En diálogo con Café & Negocios el presidente de la compañía, Juan Salgado, precisó que el 25% de las unidades serán eléctricas para 2025, el 50% para 2030, el 75% en 2035 y la totalidad de los ómnibus de Cutcsa serán eléctricos para 2040. "En cada quinquenio se cambiarán unas 270 unidades", subrayó.
Además del impacto positivo en el medio ambiente, esta transformación de la matriz energética traerá aparejada una rebaja en el precio del boleto.
"Todo esto termina siendo un producto para abaratar el precio del boleto, no hay otra historia", confirmó Salgado y apuntó que las empresas de transporte no obtendrán un rédito mayor por la baja del costo del combustible que se desprende del cambio de matriz energética.
Salgado explicó que una empresa de transporte calcula su paramétrica en base a dos rubros principales: el costo de la mano de obra (que representa el 75% de sus costos) y el valor del combustible (que es, aproximadamente, un 15%)."Si no tuviera el fideicomiso, sería mucho mayor", aclaró en este punto el presidente de Cutcsa.
"Si mañana ese 15% baja al 5% ese 10% de diferencia no queda como mayor ganancia de la empresa. La autoridad que esté en ese momento -en la Intendencia de Montevideo o en el Ministerio de Transporte- lo va a aplicar en la paramétrica de la tarifa, no hay ninguna duda", enfatizó.
En la misma línea Salgado expresó: "Esto se va a trasladar a la tarifa y si abarata va a abaratar inmediatamente". Esto quiere decir que, en la visión del empresario, la rebaja no va a esperar a que el 100% de la flota sea eléctrica.
"Todos vamos a estar gastando menos, por lo tanto la tarifa va a empezar a bajar", apuntó y señaló que "la rebaja va a acompañar el recambio de forma progresiva".

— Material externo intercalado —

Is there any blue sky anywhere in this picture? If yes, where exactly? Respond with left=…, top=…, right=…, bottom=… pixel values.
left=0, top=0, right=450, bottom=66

El presidente de Cutcsa remarcó que está "absolutamente de acuerdo" con que esto suceda. "Primero porque cumplimos con el deber de bajar los dos millones de litros de gasoil por mes que se queman en Montevideo", dijo y subrayó que el beneficio "tiene que ir directamente a la gente en el medioambiente, pero también en el bolsillo con la tarifa".
Finalmente Salgado destacó que su gran competencia es el auto y que, al seguir aumentando el precio del combustible, aumenta la competitividad del transporte colectivo frente a los que no cambian a vehículo eléctrico. "Tenemos un precio competitivo además de calidad; estamos asegurando la viabilidad de la empresa y las fuentes de trabajo", sentenció.
¿Qué pasa con los taxis?
Consultado acerca de si la misma lógica que se utilizará para bajar el precio del boleto tiene cabida en el caso de los taxis —que también están recambiando sus unidades paulatinamente por eléctricos— el presidente de la Cámara de Transporte del Uruguay aseguró: "Yo creo que sí porque esto abarata los costos para todos". Además hizo hincapié en que en el caso del taxi "hay más facilidades de horarios, de carga y de lugares".